Do programming language compilers first translate to assembly or directly to machine code?

I'm primarily interested in popular and widely used compilers, such as gcc. But if things are done differently with different compilers, I'd like to know that, too.

Taking gcc as an example, does it compile a short program written in C directly to machine code, or does it first translate it to human-readable assembly, and only then uses an (in-built?) assembler to translate the assembly program into binary, machine code -- a series of instructions to the CPU?

Is using assembly code to create a binary executable a significantly expensive operation? Or is it a relatively simple and quick thing to do?

(Let's assume we're dealing with only the x86 family of processors, and all programs are written for Linux.)


gcc actually produces assembler and assembles it using the as assembler. Not all compilers do this - the MS compilers produce object code directly, though you can make them generate assembler output. Translating assembler to object code is a pretty simple process, at least compared with compilation.

Some compilers produce other high-level language code as their output - for example, cfront, the first C++ compiler produced C as its output which was then compiled by a C compiler.

Note that neither direct compilation or assembly actually produce an executable. That is done by the linker, which takes the various object code files produced by compilation/assembly, resolves all the names they contain and produces the final executable binary.


Almost all compilers, including gcc, produce assembly code because it's easier---both to produce and to debug the compiler. The major exceptions are usually just-in-time compilers or interactive compilers, whose authors don't want the performance overhead or the hassle of forking a whole process to run the assembler. Some interesting examples include

  • Standard ML of New Jersey, which runs interactively and compiles every expression on the fly.

  • The tinycc compiler, which is designed to be fast enough to compile, load, and run a C script in well under 100 milliseconds, and therefore doesn't want the overhead of calling the assembler and linker.

What these cases have in common is a desire for "instantaneous" response. Assemblers and linkers are plenty fast, but not quite good enough for interactive response.

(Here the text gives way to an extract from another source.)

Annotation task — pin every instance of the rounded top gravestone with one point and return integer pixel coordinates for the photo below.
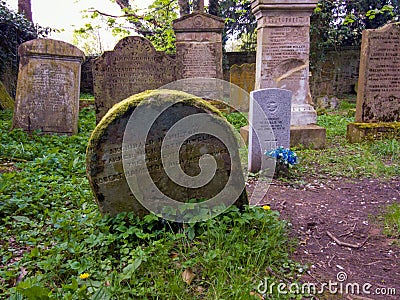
(159, 150)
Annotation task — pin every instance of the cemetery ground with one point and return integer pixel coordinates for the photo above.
(339, 211)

Yet.

There are also a large family of languages, such as Smalltalk, Java, and Lua, which compile to bytecode, not assembly code, but whose implementations may later translate that bytecode directly to machine code without benefit of an assembler.

(Footnote: in the early 1990s, Mary Fernandez and I wrote the New Jersey Machine Code Toolkit, for which the code is online, which generates C libraries that compiler writers can use to bypass the standard assembler and linker. Mary used it to roughly double the speed of her optimizing linker when generating a.out. If you don't write to disk, speedups are even greater...)

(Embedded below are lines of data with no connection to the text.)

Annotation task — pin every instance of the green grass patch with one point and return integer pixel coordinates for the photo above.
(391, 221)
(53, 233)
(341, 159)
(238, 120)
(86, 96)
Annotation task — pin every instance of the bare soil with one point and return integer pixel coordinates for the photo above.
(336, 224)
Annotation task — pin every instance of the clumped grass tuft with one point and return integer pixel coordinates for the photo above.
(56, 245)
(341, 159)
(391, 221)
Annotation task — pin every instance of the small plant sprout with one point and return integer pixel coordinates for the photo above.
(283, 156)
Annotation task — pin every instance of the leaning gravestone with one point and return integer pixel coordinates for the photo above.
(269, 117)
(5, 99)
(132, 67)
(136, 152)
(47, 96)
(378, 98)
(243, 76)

GCC compiles to assembler. Some other compilers don't. For example, LLVM-GCC compiles to LLVM-assembly or LLVM-bytecode, which is then compiled to machine code. Almost all compilers have some sort of internal representation, LLVM-GCC use LLVM, and, IIRC, GCC uses something called GIMPLE.


According to chapter 2 of Introduction to Reverse Engineering Software (by Mike Perry and Nasko Oskov), both gcc and cl.exe (the back end compiler for MSVC++) have the -S switch you can use to output the assembly that each compiler produces.

You can also run gcc in verbose mode (gcc -v) to get a list of commands that it executes to see what it's doing behind the scenes.